Don’t ask if AI is intelligent. Ask if this allows the user to go home sooner.
- The trap: The AI writes a draft that the user must spend 10 minutes editing. You simply moved the work around instead of reducing it.
- Victory: AI completely automates the task, without any human intervention.
2. The margin test: can we afford to win?
Never bundle unlimited AI compute into a flat rate subscription. You expose yourself to unlimited downside risk.
- The trap: Unlimited access to AI for $29/month.
- Victory: Usage-based pricing (credits) or strict fair usage caps that protect your margins.
3. The retention test: (Is the product an analgesic?
It’s the most brutal. If you turned this feature off tomorrow, would your customer give up?
- The trap: “I guess I’ll do it the old-fashioned way.” »

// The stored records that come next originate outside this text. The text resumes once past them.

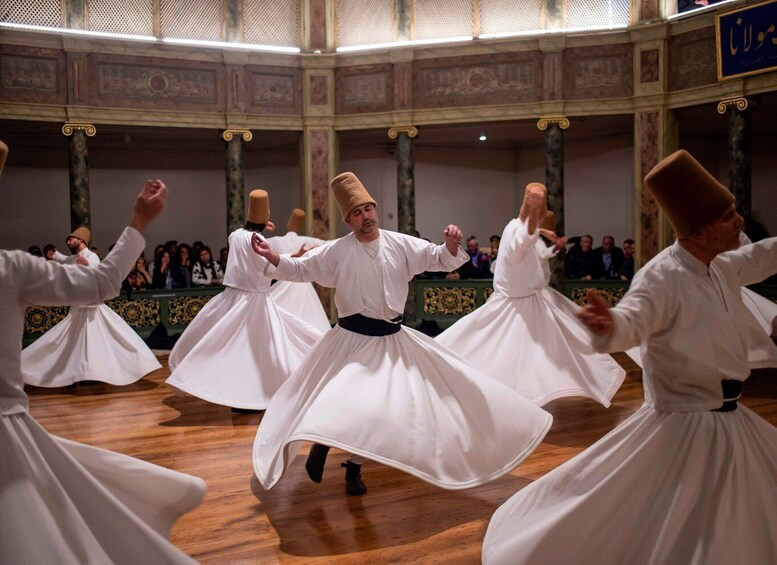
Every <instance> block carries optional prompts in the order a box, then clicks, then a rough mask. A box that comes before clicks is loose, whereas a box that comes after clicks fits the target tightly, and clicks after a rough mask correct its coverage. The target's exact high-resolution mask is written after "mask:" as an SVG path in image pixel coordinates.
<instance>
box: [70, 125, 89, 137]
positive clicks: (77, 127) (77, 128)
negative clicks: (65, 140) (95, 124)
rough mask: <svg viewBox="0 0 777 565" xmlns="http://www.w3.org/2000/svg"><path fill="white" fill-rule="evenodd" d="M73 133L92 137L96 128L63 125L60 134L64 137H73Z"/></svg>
mask: <svg viewBox="0 0 777 565" xmlns="http://www.w3.org/2000/svg"><path fill="white" fill-rule="evenodd" d="M75 131H82V132H84V133H85V134H86V135H88V136H89V137H94V134H96V133H97V128H96V127H94V126H93V125H92V124H65V125H64V126H62V133H63V134H64V135H67V136H70V135H73V132H75Z"/></svg>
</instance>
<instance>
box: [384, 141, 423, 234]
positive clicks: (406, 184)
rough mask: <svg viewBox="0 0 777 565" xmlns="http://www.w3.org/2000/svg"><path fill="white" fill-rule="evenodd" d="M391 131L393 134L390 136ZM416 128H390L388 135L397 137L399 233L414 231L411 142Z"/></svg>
mask: <svg viewBox="0 0 777 565" xmlns="http://www.w3.org/2000/svg"><path fill="white" fill-rule="evenodd" d="M392 132H393V134H394V135H393V136H392ZM417 134H418V130H417V129H416V128H413V127H410V128H392V129H391V130H390V131H389V137H396V139H397V229H398V231H399V232H400V233H406V234H410V235H413V233H414V232H415V229H416V228H415V160H414V158H413V142H414V139H415V136H416V135H417Z"/></svg>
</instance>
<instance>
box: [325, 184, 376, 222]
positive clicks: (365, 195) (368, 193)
mask: <svg viewBox="0 0 777 565" xmlns="http://www.w3.org/2000/svg"><path fill="white" fill-rule="evenodd" d="M329 186H331V187H332V191H333V192H334V194H335V200H336V201H337V206H338V207H339V208H340V213H341V214H342V215H343V220H345V221H348V216H349V215H350V214H351V212H353V209H354V208H356V207H357V206H362V205H363V204H372V205H373V206H377V205H378V204H377V203H376V202H375V200H374V199H373V198H372V196H370V194H369V193H368V192H367V189H366V188H364V185H363V184H362V183H361V181H360V180H359V179H358V178H356V175H355V174H353V173H342V174H339V175H337V176H336V177H335V178H333V179H332V182H331V183H329Z"/></svg>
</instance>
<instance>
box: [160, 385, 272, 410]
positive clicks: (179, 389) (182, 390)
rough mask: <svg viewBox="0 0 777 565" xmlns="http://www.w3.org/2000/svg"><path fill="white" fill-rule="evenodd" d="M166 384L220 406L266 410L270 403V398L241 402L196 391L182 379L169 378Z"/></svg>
mask: <svg viewBox="0 0 777 565" xmlns="http://www.w3.org/2000/svg"><path fill="white" fill-rule="evenodd" d="M165 384H166V385H167V386H169V387H170V388H172V389H173V390H174V391H175V392H178V393H180V392H183V393H185V394H190V395H191V396H196V397H197V398H199V399H200V400H204V401H205V402H210V403H211V404H218V405H220V406H228V407H230V408H242V409H243V410H266V409H267V407H268V406H269V405H270V400H271V399H270V398H268V399H266V400H264V401H262V402H259V403H256V402H241V401H235V402H232V401H230V400H225V399H223V398H218V397H216V396H213V395H210V394H207V393H203V392H202V391H195V390H193V389H190V388H188V387H187V386H186V385H185V384H184V383H182V382H180V381H172V379H167V380H166V381H165Z"/></svg>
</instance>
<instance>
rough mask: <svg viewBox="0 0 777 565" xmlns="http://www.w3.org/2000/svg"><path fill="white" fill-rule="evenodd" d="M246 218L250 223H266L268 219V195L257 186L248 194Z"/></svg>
mask: <svg viewBox="0 0 777 565" xmlns="http://www.w3.org/2000/svg"><path fill="white" fill-rule="evenodd" d="M248 198H249V200H248V218H247V220H248V221H249V222H251V223H252V224H266V223H267V222H269V221H270V195H269V194H267V191H266V190H262V189H261V188H257V189H256V190H252V191H251V193H250V194H249V195H248Z"/></svg>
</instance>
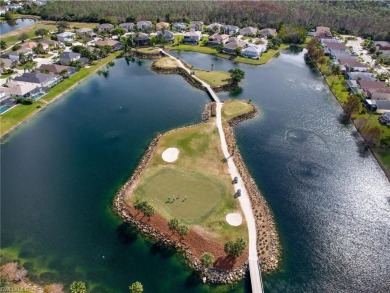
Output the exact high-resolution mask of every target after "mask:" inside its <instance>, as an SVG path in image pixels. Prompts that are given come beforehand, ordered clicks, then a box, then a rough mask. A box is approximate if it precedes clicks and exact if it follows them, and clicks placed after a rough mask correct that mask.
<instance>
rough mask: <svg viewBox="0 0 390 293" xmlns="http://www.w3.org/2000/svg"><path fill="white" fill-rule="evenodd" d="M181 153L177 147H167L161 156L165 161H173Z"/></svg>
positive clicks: (173, 161) (171, 162)
mask: <svg viewBox="0 0 390 293" xmlns="http://www.w3.org/2000/svg"><path fill="white" fill-rule="evenodd" d="M179 153H180V151H179V149H177V148H167V149H166V150H165V151H164V152H163V153H162V155H161V156H162V158H163V160H164V161H165V162H168V163H172V162H174V161H176V160H177V158H178V157H179Z"/></svg>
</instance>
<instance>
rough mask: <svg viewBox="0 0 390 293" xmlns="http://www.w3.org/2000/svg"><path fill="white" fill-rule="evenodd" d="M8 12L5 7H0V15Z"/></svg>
mask: <svg viewBox="0 0 390 293" xmlns="http://www.w3.org/2000/svg"><path fill="white" fill-rule="evenodd" d="M7 11H8V7H7V6H0V15H4V14H5V13H6V12H7Z"/></svg>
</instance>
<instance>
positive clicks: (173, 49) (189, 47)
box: [168, 44, 288, 65]
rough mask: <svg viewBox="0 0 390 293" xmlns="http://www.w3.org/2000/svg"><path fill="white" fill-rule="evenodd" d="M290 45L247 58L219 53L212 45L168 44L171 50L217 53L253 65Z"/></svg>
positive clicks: (233, 60)
mask: <svg viewBox="0 0 390 293" xmlns="http://www.w3.org/2000/svg"><path fill="white" fill-rule="evenodd" d="M287 47H288V45H287V44H282V45H280V48H279V49H278V50H268V51H267V52H265V53H263V54H262V55H261V56H260V58H259V59H252V58H246V57H242V56H234V55H229V54H224V53H218V51H217V49H215V48H212V47H206V46H199V45H198V46H196V45H171V46H168V48H169V49H171V50H178V51H191V52H198V53H203V54H212V55H216V56H218V57H221V58H225V59H229V60H232V61H236V62H239V63H245V64H251V65H261V64H264V63H267V62H268V61H269V60H271V59H272V58H273V57H276V56H277V54H279V52H280V51H281V50H284V49H286V48H287Z"/></svg>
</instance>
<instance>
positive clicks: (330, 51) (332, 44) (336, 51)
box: [324, 43, 347, 56]
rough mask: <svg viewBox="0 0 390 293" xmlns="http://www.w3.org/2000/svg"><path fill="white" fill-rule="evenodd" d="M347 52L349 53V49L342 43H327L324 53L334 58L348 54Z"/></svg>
mask: <svg viewBox="0 0 390 293" xmlns="http://www.w3.org/2000/svg"><path fill="white" fill-rule="evenodd" d="M346 52H347V47H345V45H344V44H341V43H326V44H325V45H324V53H325V54H326V55H331V56H333V55H334V54H337V53H346Z"/></svg>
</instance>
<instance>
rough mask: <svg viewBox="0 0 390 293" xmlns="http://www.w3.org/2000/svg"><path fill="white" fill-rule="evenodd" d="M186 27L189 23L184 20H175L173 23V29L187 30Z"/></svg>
mask: <svg viewBox="0 0 390 293" xmlns="http://www.w3.org/2000/svg"><path fill="white" fill-rule="evenodd" d="M186 28H187V25H186V24H185V23H184V22H174V23H173V24H172V30H173V31H185V30H186Z"/></svg>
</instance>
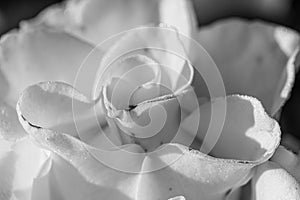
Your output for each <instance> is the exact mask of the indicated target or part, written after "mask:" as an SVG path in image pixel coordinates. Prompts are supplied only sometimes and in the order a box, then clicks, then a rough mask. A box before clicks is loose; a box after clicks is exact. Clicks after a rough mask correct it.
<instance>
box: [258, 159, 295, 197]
mask: <svg viewBox="0 0 300 200" xmlns="http://www.w3.org/2000/svg"><path fill="white" fill-rule="evenodd" d="M299 187H300V186H299V183H298V182H297V180H296V179H295V178H294V177H293V176H292V175H291V174H289V173H288V172H287V171H285V170H284V169H283V168H281V167H280V166H279V165H278V164H276V163H273V162H266V163H265V164H263V165H261V166H259V167H258V168H257V170H256V173H255V176H254V179H253V180H252V188H253V190H252V191H253V194H252V195H253V199H254V200H269V199H270V200H271V199H272V200H279V199H280V200H290V199H295V200H298V199H300V192H299V190H300V188H299Z"/></svg>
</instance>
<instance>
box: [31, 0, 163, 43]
mask: <svg viewBox="0 0 300 200" xmlns="http://www.w3.org/2000/svg"><path fill="white" fill-rule="evenodd" d="M158 11H159V10H158V2H157V1H152V0H151V1H147V0H142V1H141V0H133V1H128V2H124V1H120V0H113V1H105V0H100V1H99V0H88V1H83V0H80V1H67V2H66V4H65V5H56V6H52V7H50V8H48V9H46V10H44V11H43V12H42V13H41V14H40V16H38V18H37V20H36V21H35V22H34V23H45V24H47V25H48V26H52V27H56V28H60V29H63V30H65V31H66V32H68V33H70V34H73V35H76V36H77V37H80V38H82V39H83V40H87V41H88V42H91V43H93V44H99V43H101V42H103V41H104V40H105V39H107V38H108V37H111V36H113V35H115V34H117V33H119V32H122V31H126V30H128V29H132V28H135V27H137V26H141V25H144V24H148V23H152V22H158V21H159V19H158V18H159V17H158V16H159V13H158ZM129 13H130V14H129ZM103 27H105V29H103Z"/></svg>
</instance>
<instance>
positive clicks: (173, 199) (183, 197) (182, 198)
mask: <svg viewBox="0 0 300 200" xmlns="http://www.w3.org/2000/svg"><path fill="white" fill-rule="evenodd" d="M169 200H185V198H184V196H177V197H173V198H170V199H169Z"/></svg>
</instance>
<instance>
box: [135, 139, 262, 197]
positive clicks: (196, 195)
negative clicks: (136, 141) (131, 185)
mask: <svg viewBox="0 0 300 200" xmlns="http://www.w3.org/2000/svg"><path fill="white" fill-rule="evenodd" d="M257 164H259V163H255V162H248V163H247V162H240V161H237V160H226V159H217V158H213V157H210V156H208V155H205V154H202V153H201V152H199V151H194V150H189V148H188V147H185V146H182V145H177V144H166V145H164V146H161V148H159V149H158V150H157V151H155V152H153V153H151V154H149V155H148V156H147V157H145V159H144V162H143V168H142V172H143V173H141V174H140V175H139V176H140V177H139V179H140V180H139V186H138V193H137V199H143V200H148V199H149V200H150V199H168V198H171V197H174V196H179V195H182V196H184V197H185V198H186V199H192V200H196V199H199V196H201V198H203V199H214V200H217V199H224V197H225V195H226V192H227V191H228V190H230V189H232V188H235V187H238V186H241V185H243V184H245V182H247V181H248V180H249V178H250V177H251V169H252V168H253V167H254V166H255V165H257ZM158 168H160V170H155V169H158Z"/></svg>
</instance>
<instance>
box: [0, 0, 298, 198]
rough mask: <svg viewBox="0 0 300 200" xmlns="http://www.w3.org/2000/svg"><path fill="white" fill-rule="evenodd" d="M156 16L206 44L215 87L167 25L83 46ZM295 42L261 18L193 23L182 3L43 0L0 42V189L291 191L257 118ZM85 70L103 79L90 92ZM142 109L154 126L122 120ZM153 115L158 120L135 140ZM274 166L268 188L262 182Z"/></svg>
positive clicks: (86, 195) (272, 106) (31, 197)
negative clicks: (215, 114) (220, 82)
mask: <svg viewBox="0 0 300 200" xmlns="http://www.w3.org/2000/svg"><path fill="white" fill-rule="evenodd" d="M159 22H163V23H164V24H168V25H170V26H172V27H175V29H177V30H178V31H179V32H180V33H182V34H184V35H186V36H188V37H192V38H194V39H195V40H196V41H198V42H200V44H201V45H203V47H204V48H205V49H207V51H208V52H209V54H210V55H211V56H212V58H213V59H214V60H215V62H216V64H217V66H218V70H219V71H220V73H221V76H222V78H223V80H224V85H225V89H226V92H227V93H228V94H229V96H226V97H224V96H222V94H221V93H216V94H215V96H214V98H211V97H210V95H209V94H208V91H207V88H206V87H205V83H206V81H204V80H205V77H204V79H203V77H202V78H201V77H200V76H199V75H202V74H197V73H196V72H197V70H199V69H200V71H201V70H204V71H205V70H210V68H209V67H210V63H212V62H211V61H209V59H208V58H207V55H206V54H205V51H201V50H200V51H198V50H197V49H194V48H195V47H194V46H193V45H192V43H190V42H185V40H184V39H183V38H182V37H183V36H181V35H180V34H179V33H177V31H175V29H174V28H171V27H170V26H168V27H166V26H164V27H161V28H160V29H157V28H154V26H147V27H143V28H139V29H134V30H133V31H129V32H128V33H125V32H123V34H121V35H120V36H122V37H117V39H115V40H113V44H111V43H109V44H110V45H106V43H105V42H104V43H103V45H100V46H97V44H98V43H100V42H103V41H104V40H105V39H106V38H107V37H109V36H111V35H113V34H117V33H119V32H120V31H125V30H128V29H131V28H135V27H137V26H141V25H144V24H149V23H154V24H158V23H159ZM157 30H159V31H157ZM174 33H175V34H174ZM297 42H298V35H297V34H296V33H293V32H292V31H291V30H287V29H283V28H282V27H277V26H275V25H271V24H266V23H264V22H255V23H252V22H246V21H242V20H238V19H235V20H226V21H221V22H217V23H216V24H213V25H211V26H210V27H206V28H204V29H203V30H202V29H200V30H198V29H197V28H196V26H195V22H194V16H193V11H192V8H191V5H190V2H189V1H188V0H178V1H176V2H174V0H160V1H157V0H151V1H150V0H131V1H124V0H113V1H104V0H103V1H102V0H101V1H96V0H88V1H82V0H81V1H80V0H78V1H75V0H70V1H68V2H66V3H65V4H64V5H63V6H62V5H56V6H53V7H50V8H48V9H46V10H45V11H44V12H42V13H41V14H40V15H39V16H38V17H37V18H36V19H33V20H32V21H30V22H24V23H22V24H21V28H20V30H18V31H12V32H10V33H8V34H7V35H5V36H3V38H2V40H1V46H0V49H1V54H0V70H1V71H0V92H1V96H0V136H1V137H2V138H3V139H1V140H0V175H1V180H0V198H1V199H5V200H6V199H21V200H23V199H32V200H35V199H52V200H54V199H55V200H57V199H116V200H117V199H139V200H147V199H149V200H152V199H199V197H201V198H203V199H240V195H241V194H245V192H246V191H245V190H244V189H243V188H242V186H243V185H245V184H246V183H248V186H249V180H252V182H251V184H252V185H251V186H249V187H251V192H252V193H253V198H254V199H268V198H269V199H276V198H278V199H282V198H281V197H280V195H282V196H283V197H284V198H287V199H293V198H295V199H296V198H299V192H298V190H299V189H298V187H299V184H298V182H297V181H295V179H294V177H293V176H291V175H289V174H288V173H287V172H286V171H285V170H284V169H282V168H279V167H277V166H275V165H276V164H273V163H271V162H269V161H268V160H269V159H270V157H271V156H272V155H273V153H274V152H275V150H276V148H277V147H278V145H279V142H280V129H279V125H278V123H277V122H276V121H275V120H274V119H272V118H271V117H273V116H274V115H275V114H276V113H277V111H278V110H279V109H280V107H281V106H282V105H283V103H284V101H285V100H286V99H287V98H288V95H289V92H290V89H291V86H292V84H293V81H294V73H295V71H296V69H295V67H296V64H295V58H296V56H297V52H298V50H297V45H296V44H297ZM140 45H142V46H143V47H144V48H142V49H140V50H138V51H135V52H133V53H130V54H127V55H122V53H125V52H127V51H128V50H131V49H133V48H135V47H139V46H140ZM153 48H162V49H166V50H174V51H175V52H176V53H178V54H180V55H184V56H187V57H188V58H190V61H186V60H185V59H178V57H176V56H172V55H170V54H165V53H164V54H160V53H158V52H157V51H155V50H153ZM229 48H230V49H229ZM90 52H93V53H92V54H90ZM87 55H89V59H88V60H87V61H86V62H85V63H84V68H82V66H81V64H82V61H83V60H84V59H85V58H86V56H87ZM119 55H122V56H121V57H120V58H118V59H117V60H116V61H115V62H112V65H111V66H110V68H108V69H109V70H108V71H104V69H105V66H106V65H107V64H108V63H109V62H110V61H112V60H114V59H115V58H117V57H118V56H119ZM99 63H100V66H99ZM165 65H167V66H171V67H172V69H168V68H165V67H163V66H165ZM137 66H138V67H137ZM192 66H193V67H192ZM80 67H81V68H80ZM99 68H100V71H101V70H102V72H104V76H103V77H101V79H100V80H99V83H98V85H97V86H98V87H99V88H97V87H96V88H95V91H96V93H95V94H96V95H94V96H91V91H92V88H91V86H92V85H93V81H94V80H95V79H96V78H97V75H98V74H97V71H98V70H99ZM82 69H88V70H86V71H85V70H82ZM77 72H79V75H78V74H77ZM128 72H130V73H128ZM126 73H127V74H126ZM180 74H181V75H182V76H181V75H180ZM81 78H82V79H81ZM211 82H212V83H214V79H212V80H211ZM162 83H163V85H167V86H168V88H164V87H163V86H162ZM136 86H140V87H138V89H137V90H136ZM211 86H212V87H214V84H212V85H211V84H210V85H208V86H207V87H211ZM74 87H75V88H76V90H75V89H74ZM170 88H171V89H170ZM192 89H194V91H195V93H196V95H197V97H198V98H199V99H197V101H196V102H197V103H199V104H200V106H198V107H197V106H195V104H194V103H192V101H193V100H195V99H193V97H194V96H193V95H192V93H191V91H192ZM79 91H80V92H79ZM131 94H132V95H131ZM251 96H253V97H251ZM92 97H97V98H94V99H92ZM256 98H257V99H258V100H257V99H256ZM260 101H261V102H262V103H260ZM16 103H17V107H16V108H17V109H16V110H15V109H14V107H15V105H16ZM224 105H225V106H226V116H224V117H225V119H224V121H222V117H221V116H220V118H212V121H213V122H212V123H213V124H215V125H216V127H212V133H213V134H212V135H209V136H208V137H206V135H205V134H206V132H207V130H208V129H209V124H210V119H211V115H212V113H213V112H214V111H212V110H211V107H214V108H216V112H217V113H218V112H219V113H222V111H223V109H224ZM155 107H157V108H163V110H160V109H157V110H153V109H152V108H155ZM264 107H265V109H266V112H265V109H264ZM151 109H152V110H151ZM95 110H96V111H98V112H96V113H95V112H94V111H95ZM149 110H150V113H151V112H152V113H151V114H152V116H151V117H152V119H153V121H152V122H153V123H152V125H153V124H154V125H153V126H148V127H147V126H146V128H144V129H142V128H141V127H140V126H136V124H147V123H146V122H147V121H148V118H147V117H149V116H148V115H147V113H148V111H149ZM16 111H17V113H16ZM164 112H165V113H164ZM199 113H200V114H201V118H200V122H199V128H198V126H197V125H198V122H197V123H196V122H195V120H196V119H199ZM164 114H166V116H167V119H166V121H165V124H164V127H163V128H162V129H159V132H158V134H156V135H154V136H153V137H151V138H148V137H149V136H150V135H151V134H152V132H153V130H154V129H155V128H157V126H159V125H160V121H161V119H163V118H162V117H163V116H164ZM95 116H96V117H95ZM270 116H271V117H270ZM17 118H19V121H20V122H21V124H22V126H23V128H24V129H25V131H26V132H27V133H25V131H24V130H23V129H22V127H21V124H20V123H19V121H18V119H17ZM155 120H156V121H155ZM180 122H182V123H180ZM223 122H224V126H222V123H223ZM99 123H100V125H103V126H104V127H103V128H102V129H100V128H99V126H98V125H99ZM150 125H151V123H150ZM218 126H222V130H221V133H220V135H219V132H218ZM142 127H143V126H142ZM214 128H215V129H214ZM195 130H197V131H196V132H195ZM177 131H178V132H177ZM128 133H129V135H128ZM175 133H178V134H177V135H176V136H175ZM194 137H195V139H194ZM116 146H117V147H116ZM202 148H203V149H202ZM205 148H206V149H207V148H208V149H209V150H211V151H210V154H209V155H206V152H205V151H206V149H205ZM210 148H211V149H210ZM200 150H201V151H200ZM261 164H262V165H261ZM24 169H26V171H25V170H24ZM133 172H134V173H133ZM142 172H148V173H142ZM2 177H4V178H2ZM277 177H278V178H280V180H282V181H280V182H279V183H278V184H277V185H276V186H278V187H277V192H278V194H279V195H278V196H276V197H273V196H272V195H274V193H272V191H271V188H270V186H269V185H268V184H269V183H268V182H267V181H269V180H273V179H277ZM265 180H267V181H265ZM281 182H282V184H280V183H281ZM287 193H288V194H289V195H291V196H288V195H286V194H287Z"/></svg>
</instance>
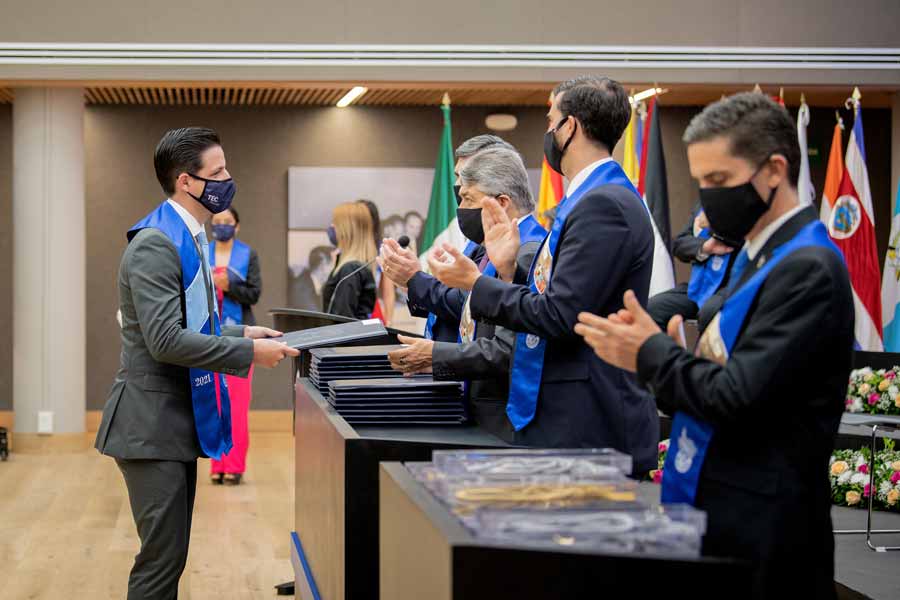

- Victory: “I literally can’t do my job without it.” »
Create products that solve problems
In today’s economy, capital is expensive. The era of growth at all costs is over.
As product managers, we need to stop being starry-eyed about technical possibilities. We must become ruthless guardians of business viability.
Don’t create an AI wrapper just because you have the data. Build for margin, build for automation, or don’t build at all. Trust me, it’s much better to delete a feature on a whiteboard than to delete it after you’ve already launched it.